Когда поцелуй наконец оборвался, Марианна спрятала пылающее лицо на груди Робина и закрыла глаза.
– Как ты мог?! – воскликнула она шепотом и с возмущением ударила ладонями по его груди. – Как ты мог написать мне такое письмо?!
– Я пытался взывать к здравому смыслу, боялся увлечь тебя, Мэриан, увлечь и тем самым погубить, – тихо ответил Робин, невольно прижимая ее к себе так, словно она могла выскользнуть из его объятий. – Но благоразумие мне оказалось не по силам. Если бы я не встретил тебя сегодня у отца Тука, то прямо от него поехал бы к Фледстану и нашел бы способ проникнуть в замок, чтобы увидеть тебя.
– Я бы прогнала тебя, – улыбнулась Марианна, ласкаясь щекой о его плечо. – Это было бы только справедливо после того, как ты разбил мне сердце своим жестоким письмом!

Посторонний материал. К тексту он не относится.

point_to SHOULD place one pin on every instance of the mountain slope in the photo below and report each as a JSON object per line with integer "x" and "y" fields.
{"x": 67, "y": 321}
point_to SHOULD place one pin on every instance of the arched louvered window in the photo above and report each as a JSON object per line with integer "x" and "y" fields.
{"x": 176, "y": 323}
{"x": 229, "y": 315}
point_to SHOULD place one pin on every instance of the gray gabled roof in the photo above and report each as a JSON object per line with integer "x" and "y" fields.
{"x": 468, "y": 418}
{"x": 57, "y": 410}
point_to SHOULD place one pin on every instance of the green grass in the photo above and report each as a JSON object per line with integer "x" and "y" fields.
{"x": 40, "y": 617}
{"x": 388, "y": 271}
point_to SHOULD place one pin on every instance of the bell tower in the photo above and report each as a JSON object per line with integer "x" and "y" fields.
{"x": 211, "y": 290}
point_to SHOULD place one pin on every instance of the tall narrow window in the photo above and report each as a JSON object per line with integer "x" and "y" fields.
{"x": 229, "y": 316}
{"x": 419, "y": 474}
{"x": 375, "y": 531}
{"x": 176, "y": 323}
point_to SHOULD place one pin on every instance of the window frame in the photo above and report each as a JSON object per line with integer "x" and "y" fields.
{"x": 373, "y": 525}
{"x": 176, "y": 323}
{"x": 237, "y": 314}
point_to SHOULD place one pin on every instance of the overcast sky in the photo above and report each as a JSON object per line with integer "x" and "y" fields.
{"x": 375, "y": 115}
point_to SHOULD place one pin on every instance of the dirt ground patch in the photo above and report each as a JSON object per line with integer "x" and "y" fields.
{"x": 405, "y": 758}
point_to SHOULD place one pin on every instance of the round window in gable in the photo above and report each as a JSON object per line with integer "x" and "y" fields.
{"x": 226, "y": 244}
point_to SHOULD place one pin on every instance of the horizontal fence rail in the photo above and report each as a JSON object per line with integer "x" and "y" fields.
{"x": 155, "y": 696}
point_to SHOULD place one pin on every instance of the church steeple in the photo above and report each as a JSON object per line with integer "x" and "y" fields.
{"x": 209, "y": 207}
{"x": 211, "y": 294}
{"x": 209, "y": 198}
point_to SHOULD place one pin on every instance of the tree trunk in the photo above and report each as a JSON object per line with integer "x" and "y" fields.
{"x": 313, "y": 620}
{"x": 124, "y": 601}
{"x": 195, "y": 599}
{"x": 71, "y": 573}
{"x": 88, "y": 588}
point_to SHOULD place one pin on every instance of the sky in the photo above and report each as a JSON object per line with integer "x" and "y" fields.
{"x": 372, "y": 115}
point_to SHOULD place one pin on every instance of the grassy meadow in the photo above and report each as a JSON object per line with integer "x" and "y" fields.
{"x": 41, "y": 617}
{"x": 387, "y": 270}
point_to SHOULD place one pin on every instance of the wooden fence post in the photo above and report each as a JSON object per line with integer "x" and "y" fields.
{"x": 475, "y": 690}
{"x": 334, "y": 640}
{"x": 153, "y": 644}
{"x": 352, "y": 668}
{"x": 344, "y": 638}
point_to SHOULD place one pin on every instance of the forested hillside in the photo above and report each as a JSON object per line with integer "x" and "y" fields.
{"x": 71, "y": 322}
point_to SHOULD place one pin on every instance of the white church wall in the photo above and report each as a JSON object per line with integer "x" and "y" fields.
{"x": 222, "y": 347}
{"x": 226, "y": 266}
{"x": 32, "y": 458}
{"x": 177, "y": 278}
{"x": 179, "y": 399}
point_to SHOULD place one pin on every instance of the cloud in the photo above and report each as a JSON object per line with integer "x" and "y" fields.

– Не только тебе, но и себе, как оказалось, – улыбнулся Робин, дотрагиваясь губами до ее лба, и, когда она подняла на него ласковые сияющие глаза, сказал: – Мэриан, я люблю тебя. Люблю безумно, страстно!
Марианна почувствовала такое всепоглощающее счастье, что не нашла слов для ответа. Но Робин с нежной силой стиснул ладонями ее скулы, неотрывно глядя ей в глаза, и она поняла: он ждет ответного признания. Губы Марианны задрожали в нежной улыбке. Разве он только что не целовал ее, не держал в объятиях? Разве забыл слова, которые она ему говорила во Фледстане, о том, что не имеет значение, кто они? В отличие от нее у Робина не было оснований сомневаться в ответе Марианны, и все же он хотел услышать ответ.